- O Governo quer criar um fundo permanente para responder a catástrofes naturais e sismos, podendo recorrer a mecanismos do sector segurador para financiar danos cada vez maiores.
- O ministro das Finanças, Joaquim Miranda Sarmento, defende seguros obrigatórios ou contribuições associadas às apólices, mantendo a dependência de instrumentos europeus como o Fundo de Solidariedade.
- O objetivo de excedente orçamental de 0,1% do PIB mantém-se, apesar do pacote de apoios aos concelhos afetados pela tempestade Kristin, estimado em about 0,8% do PIB.
- O Executivo aprovou medidas de apoio a famílias e empresas no valor de 2,5 mil milhões de euros e admite que os prejuízos podem ultrapassar esse montante.
- O Governo promete acelerar os apoios diretos até 10 mil euros; o Presidente da República pediu maior rapidez, e o ministro da Administração Interna, Maria Lúcia Amaral, é defendida como académica de destaque.

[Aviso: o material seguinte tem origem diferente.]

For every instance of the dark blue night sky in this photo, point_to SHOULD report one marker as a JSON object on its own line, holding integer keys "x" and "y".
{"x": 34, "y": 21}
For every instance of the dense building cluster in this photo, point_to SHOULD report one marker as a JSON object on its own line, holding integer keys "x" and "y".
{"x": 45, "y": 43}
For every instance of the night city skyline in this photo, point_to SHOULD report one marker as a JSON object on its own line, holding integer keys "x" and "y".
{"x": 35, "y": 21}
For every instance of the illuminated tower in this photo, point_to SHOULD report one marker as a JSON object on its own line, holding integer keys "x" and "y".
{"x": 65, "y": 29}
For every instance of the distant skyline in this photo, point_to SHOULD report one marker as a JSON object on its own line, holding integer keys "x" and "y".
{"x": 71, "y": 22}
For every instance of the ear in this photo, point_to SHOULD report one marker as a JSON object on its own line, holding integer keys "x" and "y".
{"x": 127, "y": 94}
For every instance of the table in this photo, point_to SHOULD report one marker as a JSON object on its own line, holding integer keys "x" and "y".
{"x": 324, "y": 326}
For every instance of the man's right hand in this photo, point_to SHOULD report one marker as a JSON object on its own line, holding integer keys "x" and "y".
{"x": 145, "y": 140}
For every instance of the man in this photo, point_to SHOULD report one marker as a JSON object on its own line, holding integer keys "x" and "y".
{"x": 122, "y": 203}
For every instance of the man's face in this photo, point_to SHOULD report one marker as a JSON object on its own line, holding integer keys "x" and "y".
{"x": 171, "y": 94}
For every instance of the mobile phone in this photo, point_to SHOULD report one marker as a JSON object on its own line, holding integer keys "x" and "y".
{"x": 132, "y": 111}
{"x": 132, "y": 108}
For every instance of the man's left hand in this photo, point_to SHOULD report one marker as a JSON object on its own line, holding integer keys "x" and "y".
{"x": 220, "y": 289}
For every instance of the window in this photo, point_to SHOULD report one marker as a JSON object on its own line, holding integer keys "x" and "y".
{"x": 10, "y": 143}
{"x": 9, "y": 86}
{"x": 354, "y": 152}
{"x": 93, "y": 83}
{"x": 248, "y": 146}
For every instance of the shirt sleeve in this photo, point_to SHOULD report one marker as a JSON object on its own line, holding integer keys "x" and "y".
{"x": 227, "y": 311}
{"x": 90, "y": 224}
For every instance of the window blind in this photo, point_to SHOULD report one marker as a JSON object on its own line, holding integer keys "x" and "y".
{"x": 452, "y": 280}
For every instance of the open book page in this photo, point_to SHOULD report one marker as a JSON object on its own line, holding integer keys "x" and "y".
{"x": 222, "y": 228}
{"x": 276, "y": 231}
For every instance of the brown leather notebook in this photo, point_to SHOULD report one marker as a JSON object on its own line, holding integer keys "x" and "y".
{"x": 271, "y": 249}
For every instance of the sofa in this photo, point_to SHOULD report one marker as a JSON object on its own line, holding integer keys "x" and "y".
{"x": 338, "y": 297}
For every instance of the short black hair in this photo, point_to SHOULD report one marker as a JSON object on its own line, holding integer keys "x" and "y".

O Governo quer criar um fundo permanente para responder a catástrofes naturais e sismos, com a possibilidade de recorrer a mecanismos ligados ao sector segurador para financiar a resposta a desastres cada vez mais frequentes e graves.
Em entrevista ao Público e à Renascença, o ministro das Finanças, Joaquim Miranda Sarmento, afirma que o país precisa reforçar instrumentos de prevenção e admite soluções como seguros obrigatórios ou contributos atrelados às apólices.
A iniciativa surge num contexto de aumento do risco climático e sísmico, e visa articular estratégias nacionais com a ajuda de mecanismos europeus como o Fundo de Solidariedade, que costuma cobrir apenas parte dos prejuízos.
Apesar do impacto da tempestade Kristin, o Governo mantém a meta de excedente orçamental de 0,1% do PIB para este ano, mesmo com o pacote de apoios a concelhos estimado em cerca de 0,8% do PIB.
As medidas de apoio a famílias e empresas já aprovadas somam cerca de 2,5 mil milhões de euros, e o Governo admite que os prejuízos totais poderão ultrapassar esse montante.
O ministro garantiu que os apoios diretos até 10 mil euros deverão ser acelerados, numa resposta mais célere às pessoas afetadas, num contexto de críticas à celeridade da resposta institucional.
O Governo reforça ainda o empenho na atuação da ministra da Administração Interna, Maria Lúcia Amaral, frisando a sua qualificação académica e o papel na coordenação das medidas de emergência.